To sum up the mess that is my journey: born female, I first thought I was a binary trans man and transitioned. Then I connected to being female and thought I was a binary cis woman, so I began detransitioning. Then I started connecting to both being male and female and wondering if maybe I'm bits of both, somehow.
So where I'm standing now, my body is androgynous and so is my mind. I connect to most of it but not all, and I'm now in the process of figuring out how to deal with what I may want to reverse or keep from my transition, and also how it relates to how I see my gender. As I'm no longer "completely female" physically, but also don't wish to continue transitioning to male, connecting to and loving my body is a little complicated. It means I have more than just my birth sex to embrace about it. I now love and connect mentally to all of my remaining female traits though.
I have social dysphoria about my facial hair, but what I really want with that is to come to embrace it too. I love the idea of rocking some face fluff with my feminine style, but I'm scared to. "Movember" is coming up soon and I'm contemplating growing out a mustache as showing my support for the cause, of men's health issues. Maybe that could help me face my social dysphoria about it by also making a powerful political statement with it, that I can use as a reason and a crutch for my insecurity. I'm already picturing I'll look like Freddy Mercury in drag, but... he looked damn good in drag! (The music video to Queen's song "I want to break free" comes to my mind. Also I love that song, and its message might actually be quite fitting for my situation! But anyhow.)
My only actual body dysphoria now is that I'm very uncomfortable/distressed about my chest. I should not have gotten top surgery. That was a big mistake for me and I grieve the loss. I truly miss that part of my original body... So I'm looking into getting a breast reconstruction surgery to restore/replicate what my heart is missing. I talked to my gender therapist about it a few days ago, and she pretty much assured me that I'll be able to get a reconstruction via that gender clinic. Hearing that calmed me down massively. Such a huge relief.
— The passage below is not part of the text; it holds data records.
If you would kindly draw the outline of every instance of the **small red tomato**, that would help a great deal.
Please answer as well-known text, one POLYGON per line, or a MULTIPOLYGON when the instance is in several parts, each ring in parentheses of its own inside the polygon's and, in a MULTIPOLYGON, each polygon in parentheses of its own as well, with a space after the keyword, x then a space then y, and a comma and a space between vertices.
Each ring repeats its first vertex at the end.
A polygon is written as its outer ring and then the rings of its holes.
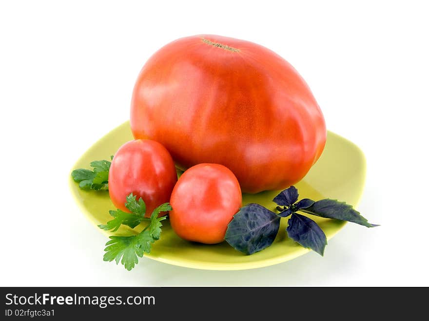
POLYGON ((200 164, 179 178, 170 204, 170 221, 179 236, 214 244, 223 241, 228 224, 241 207, 241 190, 225 166, 200 164))
POLYGON ((121 146, 113 157, 109 194, 117 208, 128 212, 127 195, 133 193, 137 200, 141 197, 146 204, 145 216, 150 217, 156 208, 170 200, 177 180, 174 162, 164 146, 154 140, 132 140, 121 146))

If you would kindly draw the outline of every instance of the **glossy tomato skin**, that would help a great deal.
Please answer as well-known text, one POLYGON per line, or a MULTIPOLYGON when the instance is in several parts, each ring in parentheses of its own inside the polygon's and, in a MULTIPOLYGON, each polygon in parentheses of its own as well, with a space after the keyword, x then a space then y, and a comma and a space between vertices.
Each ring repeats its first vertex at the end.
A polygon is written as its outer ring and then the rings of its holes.
MULTIPOLYGON (((168 151, 159 143, 137 139, 123 145, 117 151, 109 171, 109 194, 117 208, 126 212, 130 193, 143 199, 145 216, 169 202, 177 180, 174 162, 168 151)), ((161 213, 160 216, 167 212, 161 213)))
POLYGON ((326 139, 317 103, 287 61, 217 36, 182 38, 156 52, 137 79, 131 112, 135 138, 159 141, 182 169, 225 165, 251 193, 301 180, 326 139))
POLYGON ((170 221, 179 236, 206 244, 219 243, 241 207, 240 184, 225 166, 195 165, 179 178, 170 204, 170 221))

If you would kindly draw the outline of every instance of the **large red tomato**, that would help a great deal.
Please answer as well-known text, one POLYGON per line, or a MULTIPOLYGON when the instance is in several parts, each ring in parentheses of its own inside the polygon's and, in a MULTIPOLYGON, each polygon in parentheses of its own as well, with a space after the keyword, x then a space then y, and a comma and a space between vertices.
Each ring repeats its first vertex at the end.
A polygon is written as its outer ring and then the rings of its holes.
POLYGON ((218 36, 179 39, 149 59, 134 88, 131 124, 135 137, 159 142, 183 169, 222 164, 251 193, 299 181, 326 139, 317 103, 287 61, 218 36))
MULTIPOLYGON (((123 211, 127 195, 133 193, 146 204, 145 216, 170 201, 177 180, 174 162, 162 145, 149 140, 125 143, 115 154, 109 170, 109 194, 114 205, 123 211)), ((166 212, 161 213, 165 215, 166 212)))
POLYGON ((241 190, 225 166, 200 164, 180 176, 170 202, 170 222, 179 236, 214 244, 223 241, 228 224, 240 209, 241 190))

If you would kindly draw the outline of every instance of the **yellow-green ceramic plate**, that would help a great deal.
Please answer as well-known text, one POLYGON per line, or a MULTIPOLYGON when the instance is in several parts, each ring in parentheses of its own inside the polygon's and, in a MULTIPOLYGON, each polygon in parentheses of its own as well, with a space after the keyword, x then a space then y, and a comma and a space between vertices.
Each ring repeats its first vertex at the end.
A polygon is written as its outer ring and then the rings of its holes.
MULTIPOLYGON (((111 155, 124 143, 133 139, 129 122, 112 131, 94 144, 76 162, 74 169, 88 168, 90 162, 109 159, 111 155)), ((295 185, 300 198, 313 200, 337 199, 356 207, 364 187, 365 159, 362 152, 352 143, 332 132, 328 132, 326 146, 320 158, 310 172, 295 185)), ((111 219, 109 210, 115 209, 106 191, 80 189, 70 177, 70 188, 76 201, 98 231, 107 236, 110 232, 98 228, 111 219)), ((262 192, 243 195, 243 204, 256 203, 273 209, 272 200, 279 191, 262 192)), ((328 240, 342 227, 345 222, 315 216, 316 221, 328 240)), ((269 247, 252 255, 234 250, 226 242, 215 245, 198 244, 184 241, 164 221, 161 238, 154 245, 150 255, 145 258, 181 266, 210 270, 242 270, 261 267, 280 263, 307 253, 309 250, 289 239, 285 232, 286 219, 282 219, 278 235, 269 247)), ((142 227, 133 229, 121 227, 116 235, 136 234, 142 227)), ((106 241, 107 240, 106 239, 106 241)), ((100 257, 102 249, 100 248, 100 257)), ((140 264, 143 264, 141 262, 140 264)))

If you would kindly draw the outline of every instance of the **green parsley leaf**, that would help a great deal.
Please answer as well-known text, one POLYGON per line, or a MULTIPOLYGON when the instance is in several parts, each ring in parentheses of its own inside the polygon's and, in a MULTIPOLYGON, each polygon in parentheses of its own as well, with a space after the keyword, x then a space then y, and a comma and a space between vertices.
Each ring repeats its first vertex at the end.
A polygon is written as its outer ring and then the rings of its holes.
POLYGON ((133 193, 127 195, 125 207, 130 210, 130 211, 139 215, 144 216, 146 213, 146 204, 140 197, 138 201, 136 200, 136 195, 133 195, 133 193))
POLYGON ((136 215, 133 213, 127 213, 120 209, 111 210, 109 212, 115 218, 108 222, 105 225, 98 226, 100 228, 105 231, 111 230, 112 232, 116 232, 122 224, 134 228, 140 224, 142 220, 142 218, 139 215, 136 215))
POLYGON ((110 162, 106 160, 91 162, 90 166, 94 168, 93 170, 85 169, 75 170, 72 172, 72 177, 75 182, 79 183, 79 187, 82 189, 107 190, 111 164, 110 162))
MULTIPOLYGON (((140 203, 140 198, 139 202, 136 202, 136 197, 133 197, 132 194, 129 195, 127 197, 127 201, 129 204, 131 204, 132 207, 136 206, 136 204, 140 203), (130 202, 129 202, 130 201, 130 202)), ((144 202, 143 203, 144 204, 144 202)), ((139 205, 139 204, 138 204, 139 205)), ((140 205, 141 206, 141 205, 140 205)), ((133 208, 134 208, 134 207, 133 208)), ((136 208, 137 210, 138 209, 138 207, 136 208)), ((161 234, 161 227, 162 224, 161 221, 166 219, 166 217, 164 216, 158 218, 158 214, 161 212, 164 212, 168 210, 171 210, 172 208, 168 203, 165 203, 158 206, 154 210, 151 215, 149 225, 145 227, 139 234, 137 235, 133 235, 131 236, 110 236, 110 241, 106 243, 106 248, 104 251, 104 256, 103 260, 105 261, 111 262, 114 260, 116 262, 116 264, 118 264, 119 262, 124 265, 125 268, 129 271, 132 269, 135 265, 138 262, 138 258, 142 257, 145 253, 148 254, 151 252, 152 244, 155 242, 159 239, 161 234)), ((111 223, 111 225, 114 226, 115 227, 118 224, 119 221, 122 220, 122 224, 125 224, 124 222, 129 222, 127 219, 130 219, 130 216, 126 216, 123 215, 121 213, 118 213, 117 211, 111 211, 110 214, 115 217, 114 220, 108 222, 107 225, 109 223, 114 221, 118 218, 117 222, 114 223, 111 223), (124 219, 122 219, 124 218, 124 219)), ((122 211, 121 211, 122 212, 122 211)), ((124 212, 122 212, 125 213, 124 212)), ((128 214, 129 213, 125 213, 128 214)), ((140 214, 136 213, 130 214, 134 215, 136 217, 140 217, 141 219, 143 219, 144 213, 141 213, 140 214), (139 216, 139 215, 140 215, 139 216), (143 217, 141 217, 142 215, 143 217)), ((136 221, 135 221, 135 223, 136 221)), ((129 225, 129 226, 130 226, 129 225)))

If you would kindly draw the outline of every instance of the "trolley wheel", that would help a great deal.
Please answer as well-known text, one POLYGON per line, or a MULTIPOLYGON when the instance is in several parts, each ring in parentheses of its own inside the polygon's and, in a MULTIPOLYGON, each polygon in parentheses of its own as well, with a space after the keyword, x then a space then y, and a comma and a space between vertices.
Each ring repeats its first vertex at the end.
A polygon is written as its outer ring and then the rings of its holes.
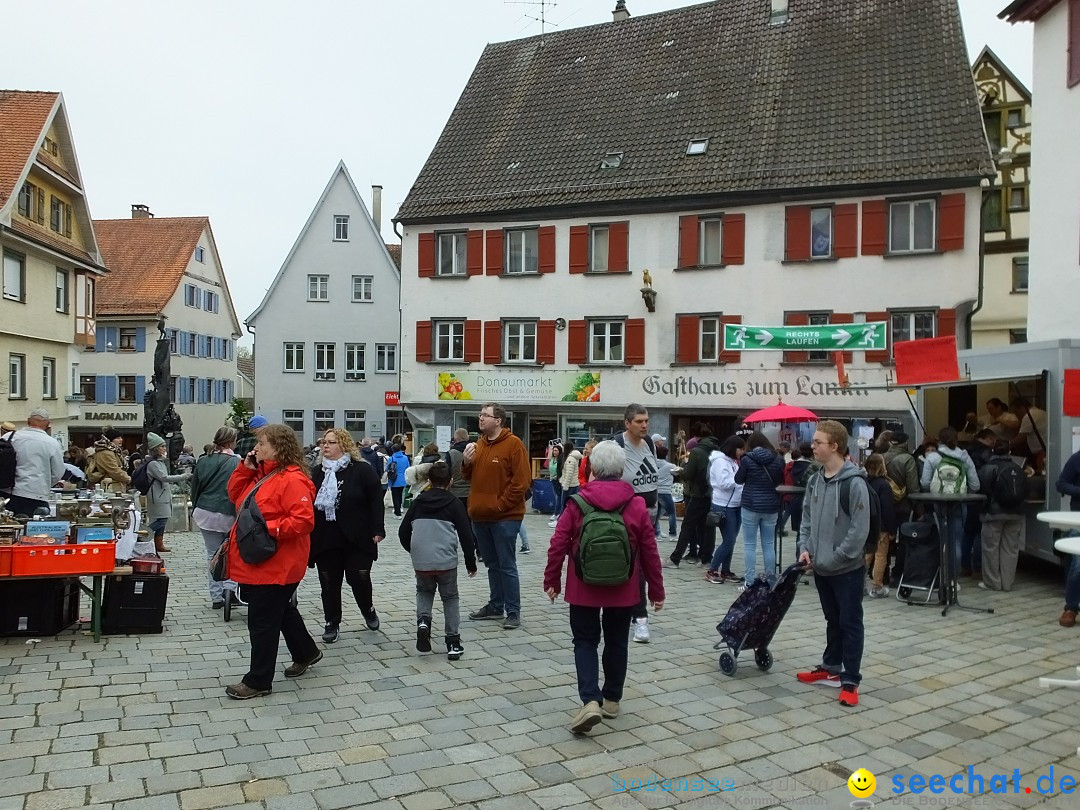
POLYGON ((735 657, 728 651, 720 653, 720 672, 729 677, 735 674, 735 670, 739 669, 739 662, 735 657))
POLYGON ((772 669, 772 653, 769 652, 769 648, 754 650, 754 663, 757 664, 757 669, 761 672, 768 672, 772 669))

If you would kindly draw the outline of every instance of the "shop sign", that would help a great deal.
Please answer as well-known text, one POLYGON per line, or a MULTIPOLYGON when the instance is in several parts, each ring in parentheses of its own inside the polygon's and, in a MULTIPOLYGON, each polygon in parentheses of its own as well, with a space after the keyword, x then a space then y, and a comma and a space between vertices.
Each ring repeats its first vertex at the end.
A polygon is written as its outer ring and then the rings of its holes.
POLYGON ((440 372, 435 377, 435 396, 443 401, 598 403, 600 374, 540 368, 440 372))

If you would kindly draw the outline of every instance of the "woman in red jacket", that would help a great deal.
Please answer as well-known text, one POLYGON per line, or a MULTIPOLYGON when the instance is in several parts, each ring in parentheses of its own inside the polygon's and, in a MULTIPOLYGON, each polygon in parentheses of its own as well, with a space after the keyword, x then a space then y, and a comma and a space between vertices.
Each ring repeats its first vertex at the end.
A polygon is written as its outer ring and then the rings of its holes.
MULTIPOLYGON (((229 478, 229 499, 237 505, 238 522, 252 490, 266 531, 278 551, 261 563, 245 563, 237 546, 237 527, 229 542, 229 578, 240 583, 247 603, 247 633, 252 663, 244 679, 227 687, 235 700, 269 694, 278 666, 278 636, 293 656, 285 677, 295 678, 318 663, 322 650, 308 633, 293 594, 308 569, 311 529, 315 525, 315 487, 308 477, 303 450, 296 433, 284 424, 269 424, 258 433, 255 449, 244 457, 229 478)), ((249 509, 249 507, 248 507, 249 509)))

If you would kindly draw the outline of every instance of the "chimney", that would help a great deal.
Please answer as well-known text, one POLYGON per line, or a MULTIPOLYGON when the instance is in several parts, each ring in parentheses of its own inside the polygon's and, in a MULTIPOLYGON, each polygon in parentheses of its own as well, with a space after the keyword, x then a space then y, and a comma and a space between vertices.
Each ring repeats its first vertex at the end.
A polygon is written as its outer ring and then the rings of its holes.
POLYGON ((372 186, 372 220, 375 230, 382 232, 382 186, 372 186))

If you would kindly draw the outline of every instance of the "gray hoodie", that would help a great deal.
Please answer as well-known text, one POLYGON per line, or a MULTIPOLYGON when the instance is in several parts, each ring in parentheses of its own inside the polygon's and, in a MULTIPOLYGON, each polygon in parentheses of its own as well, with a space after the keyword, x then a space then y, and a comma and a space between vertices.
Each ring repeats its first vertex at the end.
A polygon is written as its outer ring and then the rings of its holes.
POLYGON ((870 500, 866 488, 866 473, 850 461, 845 461, 832 478, 823 473, 810 476, 806 497, 802 499, 802 525, 799 527, 798 553, 810 552, 815 573, 836 576, 848 573, 863 565, 863 546, 870 528, 870 500), (840 505, 840 482, 849 485, 850 516, 840 505))

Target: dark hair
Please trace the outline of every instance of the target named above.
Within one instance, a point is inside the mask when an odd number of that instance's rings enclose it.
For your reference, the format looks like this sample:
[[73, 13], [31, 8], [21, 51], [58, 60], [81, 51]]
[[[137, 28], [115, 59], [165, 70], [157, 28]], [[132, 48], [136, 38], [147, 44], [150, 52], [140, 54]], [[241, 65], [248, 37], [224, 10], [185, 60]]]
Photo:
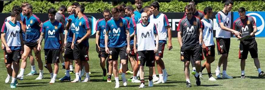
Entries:
[[206, 15], [207, 14], [207, 13], [210, 12], [211, 10], [212, 10], [212, 8], [207, 7], [204, 8], [204, 11], [203, 11], [203, 13], [204, 13], [204, 14]]
[[246, 12], [246, 9], [244, 8], [241, 7], [239, 8], [239, 9], [238, 9], [238, 12]]
[[114, 8], [111, 9], [111, 13], [116, 13], [117, 12], [120, 12], [120, 11], [117, 8]]
[[85, 11], [85, 6], [82, 5], [79, 5], [76, 6], [76, 8], [78, 8], [79, 10], [82, 13], [84, 13], [84, 11]]
[[59, 9], [58, 9], [58, 10], [61, 11], [63, 11], [63, 10], [64, 10], [64, 12], [67, 11], [67, 8], [66, 6], [63, 5], [62, 5], [60, 6], [60, 7], [59, 7]]
[[186, 9], [188, 10], [188, 11], [192, 11], [192, 7], [189, 5], [187, 5], [185, 6], [185, 8], [184, 8], [184, 12], [186, 12]]
[[73, 4], [72, 4], [72, 6], [75, 5], [76, 6], [77, 6], [78, 5], [79, 5], [79, 3], [77, 2], [75, 2], [73, 3]]
[[55, 13], [56, 13], [56, 10], [55, 10], [55, 9], [54, 8], [52, 8], [48, 9], [48, 13], [49, 13], [55, 15]]
[[128, 11], [134, 11], [134, 8], [131, 5], [129, 5], [125, 7], [125, 10], [127, 9]]
[[20, 13], [20, 13], [20, 12], [15, 10], [15, 9], [14, 10], [13, 10], [11, 12], [11, 16], [12, 17], [14, 17], [16, 15], [20, 15]]
[[150, 4], [150, 6], [153, 6], [154, 8], [157, 8], [157, 10], [159, 11], [159, 4], [157, 2], [152, 2]]
[[145, 12], [145, 11], [150, 10], [150, 8], [151, 8], [151, 7], [149, 6], [146, 6], [144, 8], [144, 9], [143, 9], [143, 11], [144, 12]]
[[225, 5], [224, 6], [225, 6], [226, 5], [229, 6], [229, 4], [231, 4], [232, 5], [233, 5], [234, 2], [233, 2], [233, 1], [232, 1], [232, 0], [227, 0], [226, 1], [226, 2], [225, 2]]

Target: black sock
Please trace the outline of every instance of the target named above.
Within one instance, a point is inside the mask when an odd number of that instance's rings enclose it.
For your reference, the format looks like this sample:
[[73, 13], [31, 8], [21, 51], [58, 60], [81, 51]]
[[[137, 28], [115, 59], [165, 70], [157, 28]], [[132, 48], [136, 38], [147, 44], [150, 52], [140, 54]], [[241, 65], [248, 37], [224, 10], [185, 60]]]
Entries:
[[141, 81], [141, 83], [144, 84], [144, 79], [141, 79], [140, 81]]

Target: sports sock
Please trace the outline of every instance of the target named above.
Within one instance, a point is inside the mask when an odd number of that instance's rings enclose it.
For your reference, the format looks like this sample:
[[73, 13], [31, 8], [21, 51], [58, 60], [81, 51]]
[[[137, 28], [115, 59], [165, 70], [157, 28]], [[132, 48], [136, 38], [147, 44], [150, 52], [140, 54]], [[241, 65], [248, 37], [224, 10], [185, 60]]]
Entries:
[[70, 77], [70, 70], [65, 70], [65, 75], [67, 77]]
[[245, 74], [245, 71], [241, 71], [241, 74], [242, 75]]
[[116, 84], [120, 84], [120, 82], [119, 82], [119, 77], [115, 77], [114, 79], [115, 79], [115, 81], [116, 81]]
[[258, 72], [259, 72], [259, 74], [261, 72], [261, 69], [260, 69], [260, 68], [259, 68], [259, 69], [258, 69]]
[[31, 66], [31, 71], [33, 72], [36, 71], [36, 69], [35, 68], [35, 65]]

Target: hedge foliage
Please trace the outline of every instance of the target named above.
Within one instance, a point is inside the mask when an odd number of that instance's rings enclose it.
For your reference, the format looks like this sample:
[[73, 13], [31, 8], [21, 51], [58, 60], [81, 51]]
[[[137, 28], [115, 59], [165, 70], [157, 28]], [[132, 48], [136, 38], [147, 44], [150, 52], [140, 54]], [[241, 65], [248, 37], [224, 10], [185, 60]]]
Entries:
[[[155, 0], [151, 0], [148, 2], [144, 2], [143, 8], [144, 6], [149, 5], [151, 2], [155, 1]], [[67, 7], [71, 5], [74, 2], [70, 2], [68, 0], [66, 0], [53, 4], [45, 0], [43, 1], [41, 1], [40, 0], [16, 0], [5, 6], [2, 13], [10, 13], [12, 10], [11, 9], [12, 9], [13, 6], [15, 5], [21, 6], [21, 3], [23, 2], [28, 2], [31, 4], [33, 7], [33, 13], [46, 13], [47, 10], [50, 8], [53, 7], [58, 10], [60, 5], [63, 5]], [[102, 1], [97, 1], [93, 2], [79, 2], [85, 6], [85, 13], [101, 12], [105, 9], [110, 10], [114, 7], [124, 3], [121, 2], [114, 5], [112, 5], [107, 2]], [[160, 5], [159, 10], [161, 12], [183, 12], [184, 7], [188, 5], [188, 2], [183, 2], [175, 0], [170, 2], [159, 2], [159, 3]], [[126, 5], [131, 5], [135, 9], [136, 8], [134, 2], [128, 2], [125, 3], [125, 4]], [[205, 7], [209, 6], [212, 8], [213, 12], [218, 12], [223, 9], [224, 5], [224, 4], [222, 1], [205, 1], [198, 3], [196, 9], [200, 11], [203, 11]], [[235, 1], [232, 11], [237, 11], [238, 9], [241, 7], [245, 7], [247, 11], [265, 11], [265, 2], [261, 0]]]

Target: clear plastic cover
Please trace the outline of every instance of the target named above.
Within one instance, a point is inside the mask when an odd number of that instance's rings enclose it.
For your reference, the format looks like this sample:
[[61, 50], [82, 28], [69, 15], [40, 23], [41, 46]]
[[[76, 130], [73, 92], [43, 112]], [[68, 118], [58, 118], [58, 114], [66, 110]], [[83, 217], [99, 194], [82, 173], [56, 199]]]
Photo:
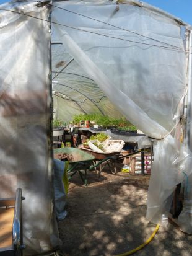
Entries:
[[14, 1], [0, 11], [0, 198], [22, 190], [25, 255], [59, 241], [53, 215], [49, 9]]
[[[183, 172], [191, 172], [191, 152], [173, 136], [183, 115], [185, 43], [176, 19], [144, 4], [124, 2], [128, 4], [118, 6], [107, 1], [55, 3], [52, 20], [60, 24], [53, 27], [61, 48], [83, 68], [84, 75], [131, 123], [157, 139], [147, 216], [158, 223], [169, 211]], [[59, 79], [64, 83], [64, 76], [55, 78]], [[82, 91], [87, 91], [87, 86], [82, 84]], [[95, 87], [90, 87], [94, 95]]]

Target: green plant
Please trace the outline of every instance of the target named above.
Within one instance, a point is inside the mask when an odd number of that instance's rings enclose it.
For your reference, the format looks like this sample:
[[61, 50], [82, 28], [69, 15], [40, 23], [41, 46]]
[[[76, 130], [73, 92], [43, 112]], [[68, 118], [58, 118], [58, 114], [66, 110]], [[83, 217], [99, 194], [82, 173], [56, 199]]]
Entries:
[[59, 119], [57, 119], [56, 120], [53, 120], [53, 128], [56, 127], [61, 127], [64, 125], [64, 122]]
[[95, 121], [95, 123], [103, 128], [126, 126], [133, 127], [133, 125], [123, 117], [121, 118], [114, 118], [108, 115], [101, 114], [79, 114], [73, 117], [73, 123], [79, 124], [81, 120]]

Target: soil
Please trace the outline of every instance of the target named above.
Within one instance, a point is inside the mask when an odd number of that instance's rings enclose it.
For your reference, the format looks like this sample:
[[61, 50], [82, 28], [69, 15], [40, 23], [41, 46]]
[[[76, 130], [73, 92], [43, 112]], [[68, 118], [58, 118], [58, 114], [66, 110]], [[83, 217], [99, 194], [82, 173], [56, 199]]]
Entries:
[[[77, 174], [71, 181], [68, 216], [58, 223], [65, 256], [111, 256], [137, 247], [155, 225], [146, 218], [149, 175], [133, 176], [105, 169], [88, 172], [87, 187]], [[138, 256], [191, 256], [192, 236], [171, 224], [160, 227]]]

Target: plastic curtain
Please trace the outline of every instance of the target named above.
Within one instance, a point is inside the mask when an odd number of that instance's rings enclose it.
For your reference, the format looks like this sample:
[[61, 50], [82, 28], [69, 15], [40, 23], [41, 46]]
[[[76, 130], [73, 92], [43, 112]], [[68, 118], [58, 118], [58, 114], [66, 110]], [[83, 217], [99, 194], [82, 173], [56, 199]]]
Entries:
[[[25, 255], [59, 244], [53, 214], [49, 9], [17, 1], [0, 11], [0, 198], [22, 189]], [[12, 10], [21, 14], [7, 11]]]

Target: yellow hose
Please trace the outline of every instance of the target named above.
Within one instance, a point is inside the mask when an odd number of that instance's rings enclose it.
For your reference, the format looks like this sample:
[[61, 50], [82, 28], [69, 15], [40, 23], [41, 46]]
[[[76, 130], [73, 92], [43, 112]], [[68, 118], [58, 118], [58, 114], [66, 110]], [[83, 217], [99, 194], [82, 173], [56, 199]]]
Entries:
[[142, 244], [141, 245], [138, 246], [138, 247], [135, 248], [134, 249], [133, 249], [131, 250], [129, 250], [129, 252], [124, 252], [123, 254], [118, 254], [115, 256], [127, 256], [127, 255], [131, 255], [131, 254], [134, 254], [134, 252], [137, 252], [139, 250], [141, 250], [142, 248], [143, 248], [144, 246], [147, 245], [147, 244], [148, 244], [151, 241], [152, 239], [154, 237], [154, 236], [155, 236], [157, 232], [158, 231], [158, 229], [159, 228], [159, 224], [158, 224], [156, 226], [155, 229], [154, 231], [152, 234], [151, 236], [150, 237], [148, 238], [148, 239], [144, 242], [143, 244]]

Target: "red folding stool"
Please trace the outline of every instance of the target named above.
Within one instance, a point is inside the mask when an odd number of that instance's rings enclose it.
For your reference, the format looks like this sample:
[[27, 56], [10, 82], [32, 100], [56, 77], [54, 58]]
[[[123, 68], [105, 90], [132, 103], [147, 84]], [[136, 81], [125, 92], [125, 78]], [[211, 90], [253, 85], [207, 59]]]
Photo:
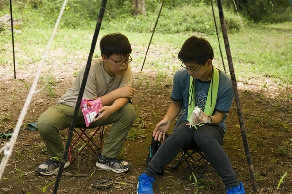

So, in my past I buried my afab-ness, tossed it away and suppressed it. But then I scrambled for it, dug it up again, wanted it back. Now I'm embracing it, wholeheartedly. I thought I hated it, but actually I love it so much and wallow in its awesomeness while I also embrace the aspects of maleness I got from the testosterone I took. The only thing I'm truly dysphoric about now is my chest, but also socially insecure about my facial hair. My goal is to just get new boobs, and stay off the T, but not reverse anything more. My "social label" as of now is cis woman (which might change) but really I'm just trying my best to be me, whatever that means, and finding peace with my transitioned body by doing kind of a partial detransition. Meaning, I'm trying my best to embrace both my past and my present, and carry both with me into my future.
I likely have OSDD (variant of dissociative identity disorder (DID)) and I used to be at constant war with my one alter as she was abusive and disagreed with my transition. But I connected with her too and now we love and heal each other. We're still continuing life as two separate personalities, but we partially merged and are on very good terms now. Our past is dark, but we've forgiven each other and are moving forward together as a healthy system. I used to think that would never be a real possibility, but now it's my reality.
I never healed in professional/actual therapy, but due to my own self-therapy. A lot of it has been Jungian "Shadow work" (a kind of process to integrate my mind with itself), letting go of my inner barriers/walls and escape mechanisms one by one, and replacing self-harm with self-care. Yes, it's been a very long and difficult process (3 years so far), but extremely rewarding. All in all, the more I heal and love myself and my various aspects, the easier it is for me to embrace my past and see it as my enriching journey that led me here. Without it I wouldn't be here and I wouldn't be me.